The most consistent benefit is improved balance, with additional gains in functional mobility and gait in many studies.
2. Does VR help walking too?
Often yes, but the evidence is more mixed than for balance. Some analyses show clinically meaningful gait gains even when the pooled effect is less consistent than balance outcomes.
3. What percentage of patients improve?
There is no universal patient-level responder percentage because most studies report group averages rather than individual response rates. The overall literature still shows frequent improvement, especially in balance outcomes.
4. Is VR better than traditional physiotherapy?
For balance, current evidence suggests VR can be better than conventional therapy. For mobility overall, it appears broadly similar.

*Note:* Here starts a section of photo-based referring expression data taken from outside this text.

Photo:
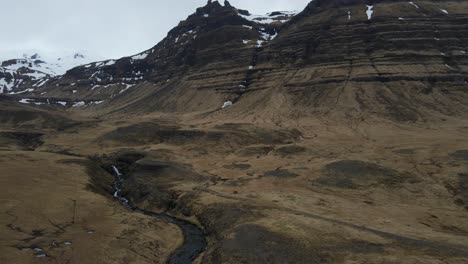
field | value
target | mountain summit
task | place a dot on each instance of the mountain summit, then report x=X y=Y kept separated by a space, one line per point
x=394 y=59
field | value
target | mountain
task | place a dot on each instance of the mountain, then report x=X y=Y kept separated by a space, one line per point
x=334 y=135
x=33 y=71
x=391 y=58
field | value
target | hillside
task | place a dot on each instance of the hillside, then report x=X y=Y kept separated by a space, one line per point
x=402 y=61
x=337 y=134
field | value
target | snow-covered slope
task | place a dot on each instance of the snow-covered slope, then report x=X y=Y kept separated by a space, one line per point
x=35 y=69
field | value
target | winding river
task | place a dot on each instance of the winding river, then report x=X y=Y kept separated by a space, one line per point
x=194 y=238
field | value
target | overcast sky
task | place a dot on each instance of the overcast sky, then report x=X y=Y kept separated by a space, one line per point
x=107 y=28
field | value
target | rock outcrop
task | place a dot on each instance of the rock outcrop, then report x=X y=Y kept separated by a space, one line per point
x=400 y=60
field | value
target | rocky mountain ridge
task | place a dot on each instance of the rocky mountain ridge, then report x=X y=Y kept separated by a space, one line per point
x=400 y=60
x=31 y=71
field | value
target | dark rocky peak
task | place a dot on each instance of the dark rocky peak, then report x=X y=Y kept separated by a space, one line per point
x=35 y=56
x=78 y=55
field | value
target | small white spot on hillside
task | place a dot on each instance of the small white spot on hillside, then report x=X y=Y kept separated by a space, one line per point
x=260 y=43
x=140 y=56
x=24 y=91
x=227 y=104
x=415 y=5
x=127 y=86
x=370 y=11
x=79 y=104
x=109 y=63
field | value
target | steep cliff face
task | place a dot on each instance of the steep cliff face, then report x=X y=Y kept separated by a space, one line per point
x=400 y=60
x=206 y=55
x=403 y=60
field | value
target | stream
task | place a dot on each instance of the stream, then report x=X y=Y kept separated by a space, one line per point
x=194 y=239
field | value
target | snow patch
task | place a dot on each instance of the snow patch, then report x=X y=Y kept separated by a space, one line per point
x=141 y=56
x=415 y=5
x=79 y=104
x=128 y=86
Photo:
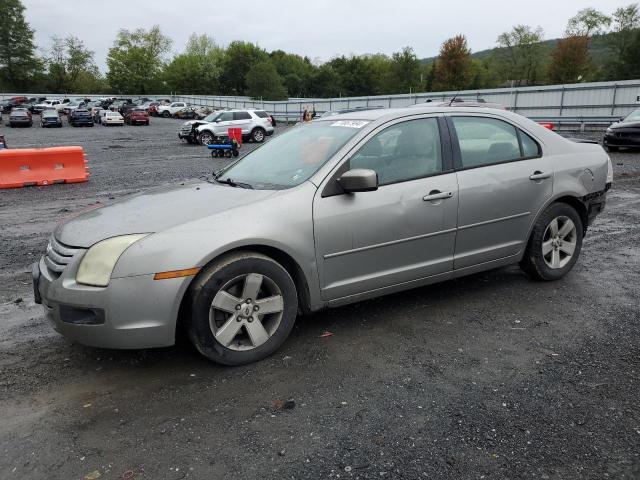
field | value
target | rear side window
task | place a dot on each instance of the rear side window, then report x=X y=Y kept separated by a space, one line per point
x=529 y=146
x=486 y=141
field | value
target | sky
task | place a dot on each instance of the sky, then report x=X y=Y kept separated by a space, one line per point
x=319 y=29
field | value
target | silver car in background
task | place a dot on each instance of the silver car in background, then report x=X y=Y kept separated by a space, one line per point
x=332 y=212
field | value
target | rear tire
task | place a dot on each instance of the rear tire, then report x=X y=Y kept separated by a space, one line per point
x=555 y=243
x=226 y=300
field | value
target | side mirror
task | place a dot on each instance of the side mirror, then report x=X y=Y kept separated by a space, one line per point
x=359 y=180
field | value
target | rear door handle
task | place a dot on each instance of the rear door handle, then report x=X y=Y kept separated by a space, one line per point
x=538 y=175
x=437 y=195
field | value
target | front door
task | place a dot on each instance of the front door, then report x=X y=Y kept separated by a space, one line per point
x=401 y=232
x=503 y=181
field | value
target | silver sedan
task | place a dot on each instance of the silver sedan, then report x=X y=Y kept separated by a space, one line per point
x=332 y=212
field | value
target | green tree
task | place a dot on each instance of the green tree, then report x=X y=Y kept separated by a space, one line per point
x=570 y=60
x=587 y=22
x=625 y=63
x=405 y=71
x=240 y=57
x=18 y=63
x=136 y=60
x=264 y=82
x=68 y=59
x=296 y=71
x=453 y=67
x=196 y=71
x=521 y=55
x=326 y=82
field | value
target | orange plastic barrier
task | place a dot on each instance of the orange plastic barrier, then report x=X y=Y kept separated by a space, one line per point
x=24 y=167
x=235 y=133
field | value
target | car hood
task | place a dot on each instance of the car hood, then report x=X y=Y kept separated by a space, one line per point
x=625 y=125
x=155 y=210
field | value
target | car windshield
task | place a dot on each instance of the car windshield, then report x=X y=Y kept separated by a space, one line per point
x=633 y=116
x=293 y=157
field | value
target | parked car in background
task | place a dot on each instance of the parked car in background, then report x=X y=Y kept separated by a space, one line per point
x=20 y=117
x=112 y=118
x=152 y=108
x=80 y=117
x=50 y=118
x=625 y=133
x=137 y=116
x=98 y=114
x=189 y=130
x=453 y=191
x=38 y=108
x=171 y=109
x=255 y=125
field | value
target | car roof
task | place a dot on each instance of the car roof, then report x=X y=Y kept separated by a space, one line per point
x=379 y=113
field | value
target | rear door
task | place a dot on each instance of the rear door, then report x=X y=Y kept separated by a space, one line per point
x=402 y=232
x=242 y=120
x=504 y=178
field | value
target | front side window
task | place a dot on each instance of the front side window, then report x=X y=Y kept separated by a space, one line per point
x=486 y=141
x=292 y=157
x=401 y=152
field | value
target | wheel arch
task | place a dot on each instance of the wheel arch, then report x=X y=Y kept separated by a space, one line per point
x=280 y=256
x=573 y=200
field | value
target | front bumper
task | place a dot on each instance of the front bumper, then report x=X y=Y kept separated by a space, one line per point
x=131 y=312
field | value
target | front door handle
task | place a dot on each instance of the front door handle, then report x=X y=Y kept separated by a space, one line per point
x=538 y=175
x=437 y=195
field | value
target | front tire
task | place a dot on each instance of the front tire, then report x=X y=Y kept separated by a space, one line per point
x=555 y=243
x=257 y=135
x=243 y=307
x=206 y=138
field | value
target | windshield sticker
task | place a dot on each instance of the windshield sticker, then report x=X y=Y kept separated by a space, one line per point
x=349 y=123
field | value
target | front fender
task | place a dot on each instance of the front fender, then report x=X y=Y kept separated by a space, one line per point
x=283 y=222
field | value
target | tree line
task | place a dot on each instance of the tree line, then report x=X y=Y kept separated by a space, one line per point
x=140 y=62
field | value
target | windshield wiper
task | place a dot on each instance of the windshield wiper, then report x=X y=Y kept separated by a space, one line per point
x=231 y=183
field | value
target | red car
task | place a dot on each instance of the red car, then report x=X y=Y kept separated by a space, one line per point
x=138 y=116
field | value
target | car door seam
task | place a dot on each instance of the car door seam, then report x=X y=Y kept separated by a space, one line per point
x=386 y=244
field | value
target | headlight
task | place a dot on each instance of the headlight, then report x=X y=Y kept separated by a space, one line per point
x=98 y=263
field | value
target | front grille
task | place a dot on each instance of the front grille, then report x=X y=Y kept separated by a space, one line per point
x=58 y=256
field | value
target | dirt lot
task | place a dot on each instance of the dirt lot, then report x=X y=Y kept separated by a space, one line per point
x=491 y=376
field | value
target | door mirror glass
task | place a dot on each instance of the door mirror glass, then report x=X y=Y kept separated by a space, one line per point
x=359 y=180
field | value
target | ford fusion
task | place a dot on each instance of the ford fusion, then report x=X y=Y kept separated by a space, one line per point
x=342 y=209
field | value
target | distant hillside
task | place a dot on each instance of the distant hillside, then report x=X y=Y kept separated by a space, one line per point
x=599 y=49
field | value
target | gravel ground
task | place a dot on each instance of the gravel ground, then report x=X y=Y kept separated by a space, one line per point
x=489 y=376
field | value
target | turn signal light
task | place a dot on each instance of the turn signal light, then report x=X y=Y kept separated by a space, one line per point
x=176 y=273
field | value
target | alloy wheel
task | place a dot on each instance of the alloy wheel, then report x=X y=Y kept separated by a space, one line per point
x=559 y=242
x=246 y=312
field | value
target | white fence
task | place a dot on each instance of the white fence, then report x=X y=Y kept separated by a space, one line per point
x=581 y=103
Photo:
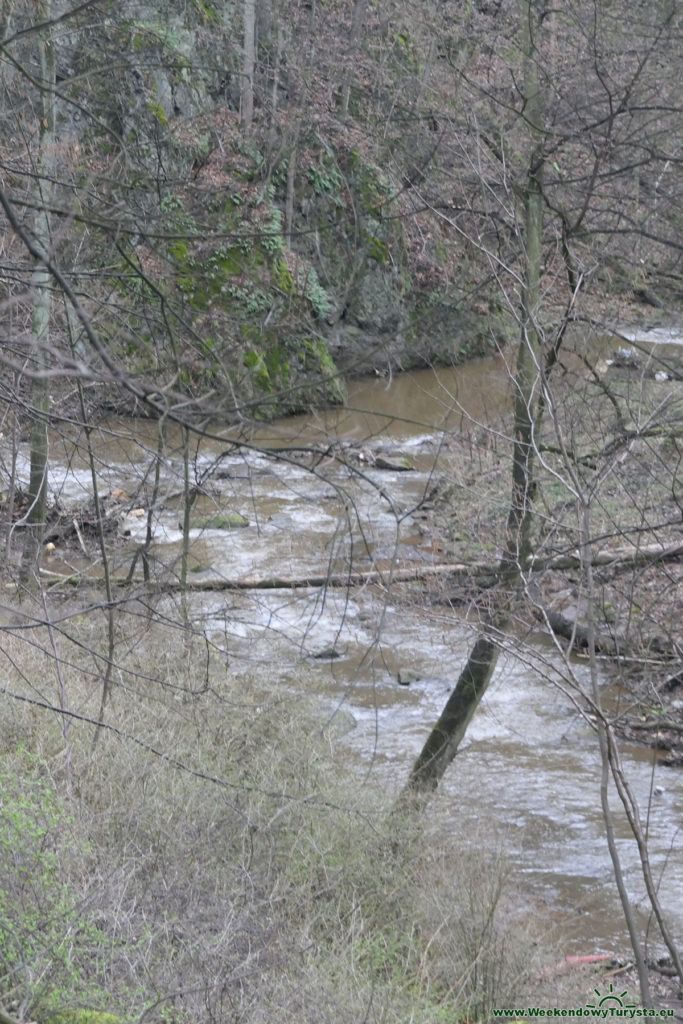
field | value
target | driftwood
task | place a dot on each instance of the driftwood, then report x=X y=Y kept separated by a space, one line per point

5. Should VR replace physiotherapy?
Usually no. The best practical model is often VR combined with physiotherapy rather than VR alone.
6. Why do patients often like VR sessions?
Because they can be more interactive, motivating, feedback-rich, and less monotonous than plain repetitive exercise.
7. How often are VR sessions typically done in studies?
A recent dose-response meta-analysis suggested useful balance programs often used sessions of 20 minutes or less, 4 to 7 times per week, for 4 to 7 weeks, especially when total session count exceeded 40.
8. Does VR help motor scores too?
Some trials show improvement in motor function measures such as UPDRS III, especially when VR is combined with routine physical therapy.
9. Is the evidence strong?
Promising, but not perfect. Reviews repeatedly note heterogeneity, small sample sizes, and evidence quality that is often low to moderate.
10. What is the simplest practical takeaway?
VR is a real rehabilitation tool for Parkinson’s mobility training, especially for balance. It works best as an engaging extension of good physiotherapy rather than as a stand-alone miracle.